Plenty far enough away for me to climb into a Xalanite ship and book it to New York.
Not one to look a gift alien in the mouth, I ran to H’rran and jumped in. She shut the door and started punching buttons on the control panel. The ship lifted off the ground, and we left the others back in Wisconsin as we shot eastwards.
Towards the intake center. Towards total chaos.
Towards my tyr’il .
“Thank you,” I said as I fought to regain my breath. Between the crying, the screaming, and the running, my lungs were very, very angry with me.
H’rran grunted acknowledgement but seemed focused on her controls. After a few minutes, when the farm was no longer even a speck in the rear windshield, she sighed and sat back. “You are welcome, though I doubt T’raat will ever forgive me.”
“Is he okay?”
She nodded. “He and Director Ann were in the process of evacuating the intake center when I snuck away and stole this vessel. Something about using an old, submerged locomotive pathway to get the residents to safety? I did not understand how that could be beneficial, but it gave me an opportunity to retrieve you.”
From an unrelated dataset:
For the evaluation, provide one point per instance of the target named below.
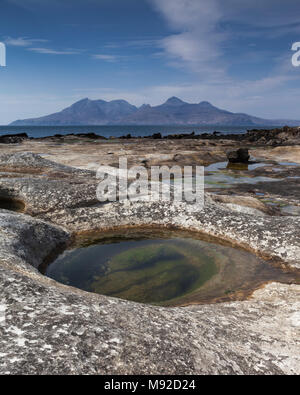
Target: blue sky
(233, 53)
“Locomotive …?” Realization blossomed within me, and suddenly the devastation at the intake center on the news didn’t seem quite so bad. “Oh, my God, the Underground Railroad?”
“That is what I said.”
I smacked the console, careful not to hit any buttons on accident, and let out a celebratory whoop. “Yes! Aunt Ann is a genius!”
“This will help?”
I nodded and started rifling through the ship for some kind of armor or weaponry that I could borrow. “Yep. She probably had the intake center built there for that very reason. Human slaves used the Railroad over a hundred years ago, during the Civil War, to escape captivity.”
“Your species was enslaved by another in the past?”
“Huh?” I stopped buckling on the weird, rigid vest I’d found. It must’ve been made for a Xalanite woman, because there were three extra cups in the chest area, making for an awkward fit. “No. We enslaved each other.”
H’rran gaped at me. “How barbaric!”
“Yeah, well, that’s humans for you.” Since time was of the essence, I didn’t bother with any more of a history lesson. We could save that for later, after T’raat and Aunt Ann were rescued.
The only thing that mattered now was getting back in time.